We rode on to the Maryland line, but could not overtake them. We were obliged to return, as it was near daybreak. The next day a friend of ours went to Maryland to see what had been done with Williams. He went to Dr. Savington's, and the Doctor told him that the fugitive could not live,—the kidnappers had broken his skull, and otherwise beaten him very badly; his ankle, too, was out of place. In consequence of his maimed condition, his mistress refused to pay the men anything for bringing him home. That was the last we ever heard of poor John Williams; but we learned afterwards why we failed to release him on the night he was taken.

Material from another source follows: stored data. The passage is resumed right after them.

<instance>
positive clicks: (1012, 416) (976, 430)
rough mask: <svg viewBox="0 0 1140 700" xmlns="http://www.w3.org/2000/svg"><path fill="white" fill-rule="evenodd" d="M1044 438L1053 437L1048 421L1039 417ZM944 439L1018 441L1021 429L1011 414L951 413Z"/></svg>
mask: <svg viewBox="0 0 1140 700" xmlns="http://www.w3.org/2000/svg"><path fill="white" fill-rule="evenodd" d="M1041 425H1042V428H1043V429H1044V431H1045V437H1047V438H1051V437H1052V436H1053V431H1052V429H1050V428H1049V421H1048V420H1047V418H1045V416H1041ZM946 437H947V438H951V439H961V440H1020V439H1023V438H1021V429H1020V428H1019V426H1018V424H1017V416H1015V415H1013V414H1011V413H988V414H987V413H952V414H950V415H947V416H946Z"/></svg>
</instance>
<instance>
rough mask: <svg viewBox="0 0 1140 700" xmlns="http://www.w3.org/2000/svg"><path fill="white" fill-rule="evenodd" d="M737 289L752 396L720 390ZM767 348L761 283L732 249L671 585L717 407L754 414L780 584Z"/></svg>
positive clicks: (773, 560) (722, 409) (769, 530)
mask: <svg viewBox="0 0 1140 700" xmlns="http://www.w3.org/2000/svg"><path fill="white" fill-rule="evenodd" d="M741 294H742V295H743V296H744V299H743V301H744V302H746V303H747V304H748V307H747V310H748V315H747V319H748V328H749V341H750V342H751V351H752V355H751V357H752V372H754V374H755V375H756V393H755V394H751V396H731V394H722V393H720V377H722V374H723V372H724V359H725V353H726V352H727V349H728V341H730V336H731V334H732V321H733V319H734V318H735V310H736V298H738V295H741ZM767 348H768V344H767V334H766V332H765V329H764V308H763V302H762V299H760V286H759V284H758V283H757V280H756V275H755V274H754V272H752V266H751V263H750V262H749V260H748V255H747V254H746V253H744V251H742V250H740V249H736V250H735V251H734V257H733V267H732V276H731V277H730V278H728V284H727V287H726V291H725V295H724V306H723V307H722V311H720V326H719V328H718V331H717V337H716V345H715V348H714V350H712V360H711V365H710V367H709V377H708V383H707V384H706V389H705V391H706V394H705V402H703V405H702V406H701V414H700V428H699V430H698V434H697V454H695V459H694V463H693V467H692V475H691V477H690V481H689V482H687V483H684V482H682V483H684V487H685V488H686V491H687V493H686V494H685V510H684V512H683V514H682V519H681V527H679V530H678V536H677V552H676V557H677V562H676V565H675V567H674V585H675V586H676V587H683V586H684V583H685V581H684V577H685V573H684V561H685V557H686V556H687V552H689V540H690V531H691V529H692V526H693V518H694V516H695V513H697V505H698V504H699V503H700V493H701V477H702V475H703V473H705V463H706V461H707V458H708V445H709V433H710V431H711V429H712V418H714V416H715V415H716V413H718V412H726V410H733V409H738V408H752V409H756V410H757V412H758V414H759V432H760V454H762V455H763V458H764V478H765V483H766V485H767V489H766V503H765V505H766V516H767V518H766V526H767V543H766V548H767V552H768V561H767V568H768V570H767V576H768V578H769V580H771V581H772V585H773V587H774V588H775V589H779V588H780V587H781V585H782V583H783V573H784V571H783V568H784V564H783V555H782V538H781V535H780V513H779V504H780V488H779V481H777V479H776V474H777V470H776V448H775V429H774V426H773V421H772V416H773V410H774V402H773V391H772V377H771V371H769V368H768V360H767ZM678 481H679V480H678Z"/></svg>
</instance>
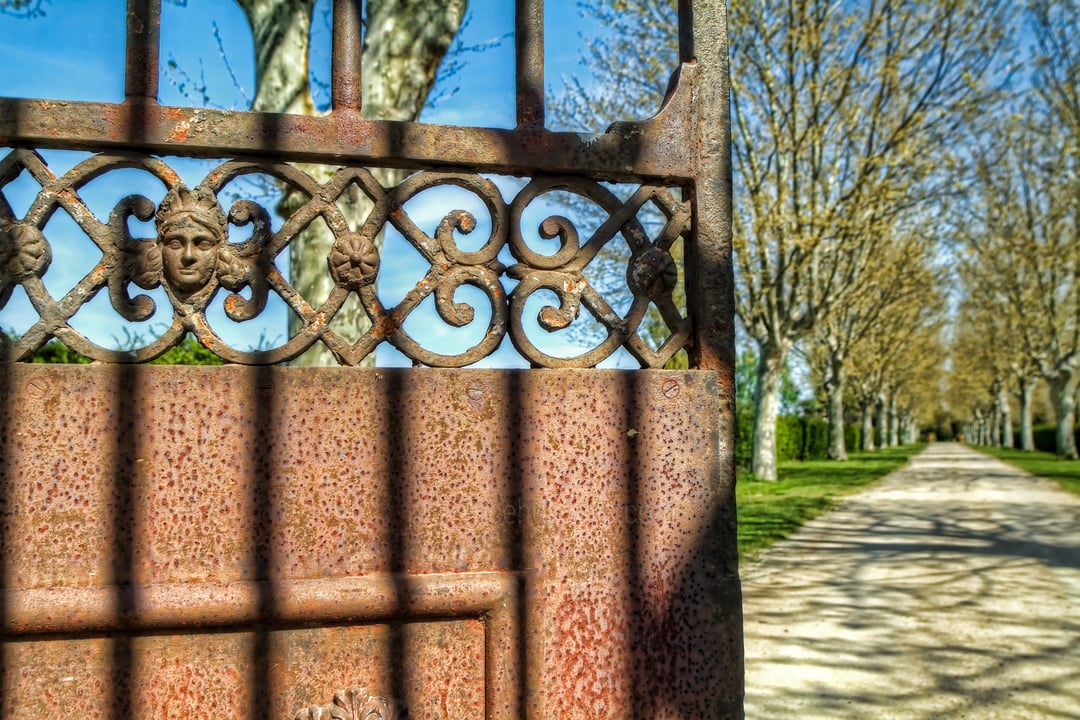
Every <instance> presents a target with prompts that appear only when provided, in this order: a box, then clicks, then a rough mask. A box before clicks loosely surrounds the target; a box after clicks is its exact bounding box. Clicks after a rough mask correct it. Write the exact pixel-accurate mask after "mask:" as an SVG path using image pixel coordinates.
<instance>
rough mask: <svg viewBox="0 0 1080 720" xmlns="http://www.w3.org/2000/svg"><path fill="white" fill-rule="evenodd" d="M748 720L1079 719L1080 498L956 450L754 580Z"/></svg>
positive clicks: (1079, 615) (774, 545) (778, 552)
mask: <svg viewBox="0 0 1080 720" xmlns="http://www.w3.org/2000/svg"><path fill="white" fill-rule="evenodd" d="M743 593H744V598H745V600H744V609H745V633H746V717H747V718H748V719H750V720H764V719H769V718H778V719H784V720H786V719H794V720H811V719H818V718H821V719H827V720H839V719H842V718H866V719H870V720H876V719H890V720H891V719H893V718H895V719H907V718H912V719H919V720H930V719H934V720H937V719H942V718H966V719H976V718H977V719H989V718H995V719H999V718H1000V719H1002V720H1017V719H1022V718H1080V498H1077V497H1075V495H1070V494H1067V493H1065V492H1064V491H1062V490H1061V489H1058V488H1057V486H1056V485H1054V484H1052V483H1050V481H1047V480H1041V479H1038V478H1035V477H1031V476H1030V475H1026V474H1024V473H1023V472H1021V471H1017V470H1014V468H1012V467H1010V466H1008V465H1004V464H1003V463H1001V462H998V461H997V460H991V459H989V458H986V457H985V456H982V454H980V453H977V452H974V451H972V450H970V449H968V448H966V447H963V446H960V445H955V444H951V443H937V444H934V445H931V446H930V447H929V448H928V449H927V450H926V451H924V452H922V453H920V454H919V456H918V457H917V458H915V459H914V460H913V462H912V463H910V464H909V465H908V466H906V467H904V468H902V470H900V471H897V472H895V473H893V474H892V475H890V476H888V477H887V478H885V479H883V480H881V481H880V483H878V484H876V485H875V486H874V487H873V488H870V489H869V490H866V491H865V492H862V493H859V494H856V495H852V497H851V498H850V499H848V500H847V501H846V502H845V503H843V504H842V505H841V506H839V507H838V508H837V510H835V511H833V512H831V513H828V514H826V515H823V516H822V517H820V518H818V519H816V520H814V521H813V522H810V524H808V525H807V526H805V527H804V528H802V530H800V531H799V532H798V533H797V534H795V535H793V536H792V538H789V539H788V540H787V541H784V542H782V543H779V544H777V545H774V546H773V547H772V548H770V549H769V551H768V552H766V553H764V554H762V555H761V557H760V559H759V560H758V561H757V562H755V563H753V565H750V566H748V567H746V568H744V570H743Z"/></svg>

The kidnappers heard us coming, and went into the woods out of the way, until we had passed them.
Awhile before this occurrence, there lived in a town not far away from Christiana a colored man who was in the habit of decoying fugitives fresh from bondage to his house on various pretexts, and, by assuming to be their friend, got from them the name of their master, his residence, and other needed particulars. He would then communicate with the master about his slave, tell him at what time the man would be at his house, and when he came at the appointed hour, the poor refugee would fall into the merciless clutches of his owner. Many persons, mostly young people, had disappeared mysteriously from the country, from whom nothing could be heard. At last the betrayer's connection with these transactions was clearly traced; and it was decided to force him to quit the nefarious business.
He was too wary to allow himself to be easily taken, and a resort was had to stratagem. I, with others, thought he deserved to be shot openly in his daughter's house, and was willing to take the consequences.
At last this man's outrages became so notorious that six of our most reliable men resolved to shoot him, if they had to burn him out to do it. After I had sworn the men in the usual form, we went to his barn, took two bundles of wheat-straw, and, fastening them under the eaves with wisps, applied a lighted match to each. We then took our stations a few rods off, with rifles ready and in good condition,—mine was a smooth-bore, with a heavy charge.
The house burned beautifully; and half an hour after it ignited the walls fell in, but no betrayer showed himself. Instead of leaving the house by the rear door, as we had expected, just before the roof fell in, he broke out the front way, rushed to his next neighbor's, and left his place without an effort to save it. We had built the fire in the rear, and looked for him there; but he ran in the opposite direction, not only as if his life was in danger, but as if the spirit of his evil deeds was after him.
- This sentence was written before the beginning of our civil war. Viewed in the light of subsequent events, it is somewhat remarkable.—E. K.